在游戏时,仲翰如要换茆七,他的说辞是“这不合规矩”,50205表现出为难、胁迫,到后来又欣然同意。其实规则没有因换人而改变,只是由一个人死变成两个人而已,那时他就已经决定对他们下死手了。
所谓的游戏本身就是个谎言,只是让人送死的一个媒介,50104的那句“我被谎言杀死”,此刻才真正具象起来。
茆七浑身如堕冰窖,她遭遇危险,仲翰如也不能例外。按照五层这变态的大同,一次不成,还有二次!
想到这,茆七已经有奔出解剖室的念头。
但她没有迈步,而是弯腰将护理记录整理进墙屉。
现在即使告诉仲翰如也无济于事,他的格斗术再厉害,赤手空拳再加上没有战斗力的她,也挡不住前仆后继的巡逻者。对方就算拳脚功夫不如,光使人海战术就能把他们拖死。
整理完,茆七拿着撕下的一张空白纸到窗台,在月光下用刻刀雕刻起来。
制作人形手作,通常要先确定材质,大小,外在需求,然后起稿图,捏型,修大致,烘干,凿关节,调灵活度,抠细节,上色,交货。
是的,无论有形无形,万事万物皆有其节奏。
茆七在用熟悉的方式来平稳自己的状态,顺着刀法,她一步一步开始抽丝剥茧。
蓝桶里的“食物”要处理,五层没有制餐区域,巡逻者还会到解剖室,将“食物”运送到某一层——他们还会再出现,时间无法预测。
游戏看似随机,却能保证每次都有输家——死者。有人在控制五层,利用某些东西,维持秩序运转,不然病患怎么会心甘情愿赴死。

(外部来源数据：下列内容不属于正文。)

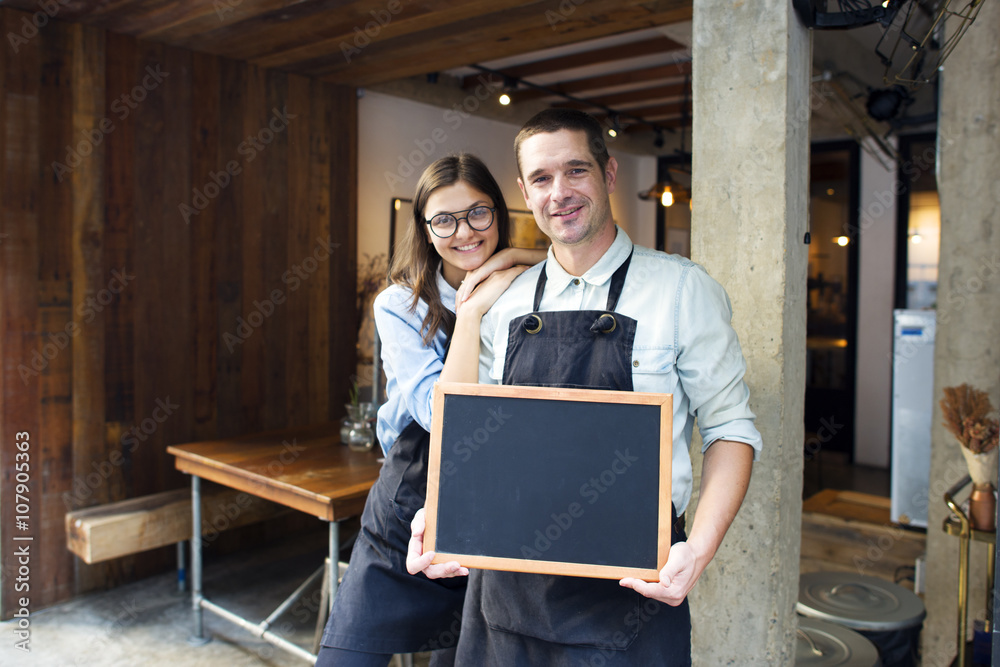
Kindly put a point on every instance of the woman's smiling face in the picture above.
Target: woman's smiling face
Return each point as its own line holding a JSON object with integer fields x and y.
{"x": 467, "y": 248}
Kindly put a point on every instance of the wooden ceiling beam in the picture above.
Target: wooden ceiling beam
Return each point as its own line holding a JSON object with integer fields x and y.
{"x": 648, "y": 47}
{"x": 349, "y": 29}
{"x": 491, "y": 37}
{"x": 672, "y": 71}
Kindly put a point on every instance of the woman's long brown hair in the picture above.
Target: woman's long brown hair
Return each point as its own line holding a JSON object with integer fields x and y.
{"x": 416, "y": 261}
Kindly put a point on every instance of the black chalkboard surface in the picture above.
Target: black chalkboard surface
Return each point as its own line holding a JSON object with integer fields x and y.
{"x": 549, "y": 480}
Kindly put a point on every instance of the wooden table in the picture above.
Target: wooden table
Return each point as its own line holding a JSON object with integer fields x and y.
{"x": 306, "y": 469}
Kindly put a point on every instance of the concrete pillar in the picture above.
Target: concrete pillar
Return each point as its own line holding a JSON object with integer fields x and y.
{"x": 751, "y": 164}
{"x": 966, "y": 344}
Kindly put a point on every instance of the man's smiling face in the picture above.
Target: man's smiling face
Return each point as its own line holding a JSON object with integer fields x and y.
{"x": 565, "y": 188}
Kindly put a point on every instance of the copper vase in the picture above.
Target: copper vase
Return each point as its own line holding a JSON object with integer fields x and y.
{"x": 982, "y": 507}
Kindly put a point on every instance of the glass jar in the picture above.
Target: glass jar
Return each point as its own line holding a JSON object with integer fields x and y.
{"x": 356, "y": 428}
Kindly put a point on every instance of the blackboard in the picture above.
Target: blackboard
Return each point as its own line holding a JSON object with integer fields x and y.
{"x": 550, "y": 480}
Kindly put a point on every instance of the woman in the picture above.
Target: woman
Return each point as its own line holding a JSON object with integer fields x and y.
{"x": 460, "y": 225}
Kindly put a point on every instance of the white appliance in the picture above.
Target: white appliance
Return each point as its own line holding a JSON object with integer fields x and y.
{"x": 912, "y": 407}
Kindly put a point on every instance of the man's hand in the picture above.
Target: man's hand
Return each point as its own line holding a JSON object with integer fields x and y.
{"x": 677, "y": 577}
{"x": 418, "y": 561}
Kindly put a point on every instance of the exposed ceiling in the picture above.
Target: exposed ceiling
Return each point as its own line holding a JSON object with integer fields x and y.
{"x": 628, "y": 62}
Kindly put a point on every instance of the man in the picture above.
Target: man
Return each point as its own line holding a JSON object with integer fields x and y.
{"x": 671, "y": 334}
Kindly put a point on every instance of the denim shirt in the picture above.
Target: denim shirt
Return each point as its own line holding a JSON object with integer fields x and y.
{"x": 411, "y": 367}
{"x": 684, "y": 343}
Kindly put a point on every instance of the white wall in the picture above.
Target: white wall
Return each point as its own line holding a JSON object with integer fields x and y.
{"x": 398, "y": 138}
{"x": 876, "y": 271}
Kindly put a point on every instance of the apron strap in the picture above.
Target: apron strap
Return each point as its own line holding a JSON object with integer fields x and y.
{"x": 614, "y": 292}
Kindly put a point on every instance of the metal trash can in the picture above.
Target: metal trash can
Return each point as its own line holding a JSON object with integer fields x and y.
{"x": 889, "y": 615}
{"x": 825, "y": 644}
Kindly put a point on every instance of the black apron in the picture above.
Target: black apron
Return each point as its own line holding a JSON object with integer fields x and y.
{"x": 380, "y": 607}
{"x": 514, "y": 618}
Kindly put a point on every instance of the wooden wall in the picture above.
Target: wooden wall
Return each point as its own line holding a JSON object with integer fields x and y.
{"x": 129, "y": 322}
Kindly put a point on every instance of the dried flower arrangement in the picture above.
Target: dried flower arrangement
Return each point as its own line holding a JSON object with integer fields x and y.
{"x": 966, "y": 411}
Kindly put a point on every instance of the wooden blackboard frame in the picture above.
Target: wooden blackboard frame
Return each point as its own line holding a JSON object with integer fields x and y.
{"x": 549, "y": 433}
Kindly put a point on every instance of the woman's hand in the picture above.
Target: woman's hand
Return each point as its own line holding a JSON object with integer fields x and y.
{"x": 488, "y": 291}
{"x": 504, "y": 259}
{"x": 419, "y": 561}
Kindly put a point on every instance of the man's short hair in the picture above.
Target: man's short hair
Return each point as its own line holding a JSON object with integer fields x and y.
{"x": 553, "y": 120}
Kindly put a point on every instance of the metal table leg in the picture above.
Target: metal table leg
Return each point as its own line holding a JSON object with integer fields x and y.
{"x": 198, "y": 638}
{"x": 334, "y": 561}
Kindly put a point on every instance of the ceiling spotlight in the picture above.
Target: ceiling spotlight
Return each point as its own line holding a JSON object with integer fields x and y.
{"x": 885, "y": 103}
{"x": 615, "y": 126}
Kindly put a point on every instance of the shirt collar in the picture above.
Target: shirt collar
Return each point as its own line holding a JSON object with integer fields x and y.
{"x": 445, "y": 289}
{"x": 557, "y": 278}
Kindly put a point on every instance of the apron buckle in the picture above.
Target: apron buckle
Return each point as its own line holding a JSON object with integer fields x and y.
{"x": 606, "y": 323}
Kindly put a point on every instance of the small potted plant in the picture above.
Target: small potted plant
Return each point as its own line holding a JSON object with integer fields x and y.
{"x": 966, "y": 411}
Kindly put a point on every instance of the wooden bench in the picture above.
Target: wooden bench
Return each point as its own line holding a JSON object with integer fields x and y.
{"x": 130, "y": 526}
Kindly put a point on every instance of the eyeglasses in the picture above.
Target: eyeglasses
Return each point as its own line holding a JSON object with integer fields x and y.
{"x": 478, "y": 218}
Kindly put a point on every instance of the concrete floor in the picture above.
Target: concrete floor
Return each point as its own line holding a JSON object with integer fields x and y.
{"x": 149, "y": 622}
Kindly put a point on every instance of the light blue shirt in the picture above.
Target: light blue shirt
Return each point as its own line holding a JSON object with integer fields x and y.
{"x": 411, "y": 367}
{"x": 684, "y": 342}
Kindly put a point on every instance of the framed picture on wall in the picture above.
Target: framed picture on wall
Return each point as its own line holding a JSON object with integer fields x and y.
{"x": 524, "y": 232}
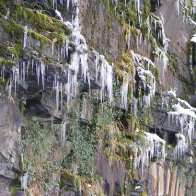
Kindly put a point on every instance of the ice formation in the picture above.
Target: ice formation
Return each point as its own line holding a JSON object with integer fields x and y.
{"x": 153, "y": 146}
{"x": 143, "y": 67}
{"x": 25, "y": 32}
{"x": 181, "y": 147}
{"x": 63, "y": 132}
{"x": 185, "y": 118}
{"x": 193, "y": 39}
{"x": 124, "y": 89}
{"x": 183, "y": 115}
{"x": 105, "y": 71}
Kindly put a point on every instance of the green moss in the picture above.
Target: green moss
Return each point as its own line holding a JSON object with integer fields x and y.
{"x": 41, "y": 22}
{"x": 5, "y": 62}
{"x": 43, "y": 39}
{"x": 13, "y": 28}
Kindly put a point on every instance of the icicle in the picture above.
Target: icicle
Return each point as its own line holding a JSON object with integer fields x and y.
{"x": 43, "y": 74}
{"x": 124, "y": 89}
{"x": 154, "y": 146}
{"x": 178, "y": 6}
{"x": 182, "y": 146}
{"x": 58, "y": 15}
{"x": 57, "y": 95}
{"x": 15, "y": 73}
{"x": 63, "y": 133}
{"x": 106, "y": 78}
{"x": 25, "y": 32}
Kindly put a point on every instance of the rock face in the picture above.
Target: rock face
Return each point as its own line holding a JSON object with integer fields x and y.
{"x": 75, "y": 122}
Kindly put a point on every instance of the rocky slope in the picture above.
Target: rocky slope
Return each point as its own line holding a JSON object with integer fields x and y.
{"x": 97, "y": 97}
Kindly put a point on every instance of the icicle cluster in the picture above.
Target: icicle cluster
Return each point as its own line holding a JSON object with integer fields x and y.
{"x": 154, "y": 146}
{"x": 104, "y": 76}
{"x": 21, "y": 71}
{"x": 182, "y": 146}
{"x": 63, "y": 133}
{"x": 124, "y": 89}
{"x": 193, "y": 39}
{"x": 183, "y": 115}
{"x": 25, "y": 32}
{"x": 143, "y": 66}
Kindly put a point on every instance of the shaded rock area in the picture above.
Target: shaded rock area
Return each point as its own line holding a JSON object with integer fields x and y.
{"x": 112, "y": 146}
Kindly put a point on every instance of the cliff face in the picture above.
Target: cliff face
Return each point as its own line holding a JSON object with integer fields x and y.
{"x": 95, "y": 97}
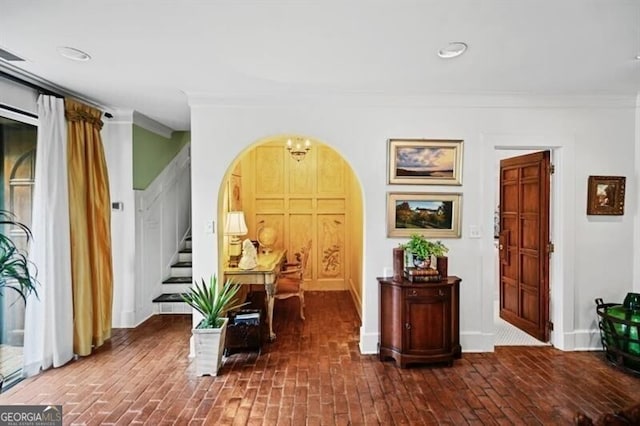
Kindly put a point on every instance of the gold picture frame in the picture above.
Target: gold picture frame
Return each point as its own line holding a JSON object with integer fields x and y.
{"x": 433, "y": 215}
{"x": 605, "y": 195}
{"x": 425, "y": 162}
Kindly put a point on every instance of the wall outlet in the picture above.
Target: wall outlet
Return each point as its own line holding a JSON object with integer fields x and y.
{"x": 210, "y": 227}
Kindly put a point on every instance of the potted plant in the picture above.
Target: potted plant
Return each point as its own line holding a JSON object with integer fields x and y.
{"x": 422, "y": 249}
{"x": 16, "y": 271}
{"x": 210, "y": 333}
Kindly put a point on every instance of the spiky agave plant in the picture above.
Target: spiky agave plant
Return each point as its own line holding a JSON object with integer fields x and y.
{"x": 210, "y": 302}
{"x": 16, "y": 271}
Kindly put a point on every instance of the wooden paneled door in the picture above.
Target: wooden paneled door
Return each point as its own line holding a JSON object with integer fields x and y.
{"x": 524, "y": 243}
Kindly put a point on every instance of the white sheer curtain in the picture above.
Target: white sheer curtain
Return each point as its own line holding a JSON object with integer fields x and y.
{"x": 48, "y": 336}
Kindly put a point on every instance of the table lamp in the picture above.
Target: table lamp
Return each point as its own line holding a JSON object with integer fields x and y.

最初是谁推行的游戏?是谁制定的五层规则?那个幕后者才是真正的“谎言”。
刀停,一个没有头颅的纸人体廓显现。
茆七自言自语:“制定 ’真心和谎言‘游戏的人,是用谎言杀死你的人,是吗?”
刻刀拿开,纸人隐隐鼓动起来。
茆七说:“你想知道那个人是谁,对吗?”
话音刚落,纸人被吹拂,飘出窗外。
起风了。
茆七望着纸人飘远。
五层病房角度统一的摆置;病患就餐时的强迫性动作;50205因一滴溅在桌面的汤汁慌张;有目的地接近、热情,再实行控制——这些是仲翰如说的五层存在的新规则。
由此可猜,西北区精神病院的白天,是脱离在巡逻者掌控之外的。
最有可能的幕后者是50205(已死),还有想让茆七死的方明明,除外茆七想不出第三人。
制定规则的人应该有严重的洁癖和固定的强迫性//行为模式,在跟方明明接触时,茆七没看出她有这方面问题,或许是她隐藏了?
茆七回头望向解剖室门口,现存患者的护理记录收纳在玻璃柜,记录所述真实,符合她猜想的患者,极有可能是幕后者。
没多犹豫,茆七出了解剖室,推开玻璃柜,停顿了几秒才迈开步。
确认外面没人后,茆七先将所有的护理记录搬出来,再拉张椅子过来做掩护,蹲地上翻看起来。
五层病患最多百余人,记录首页就有入院原因,排除起来也快。月光淡淡照耀,茆七聚精会神地看。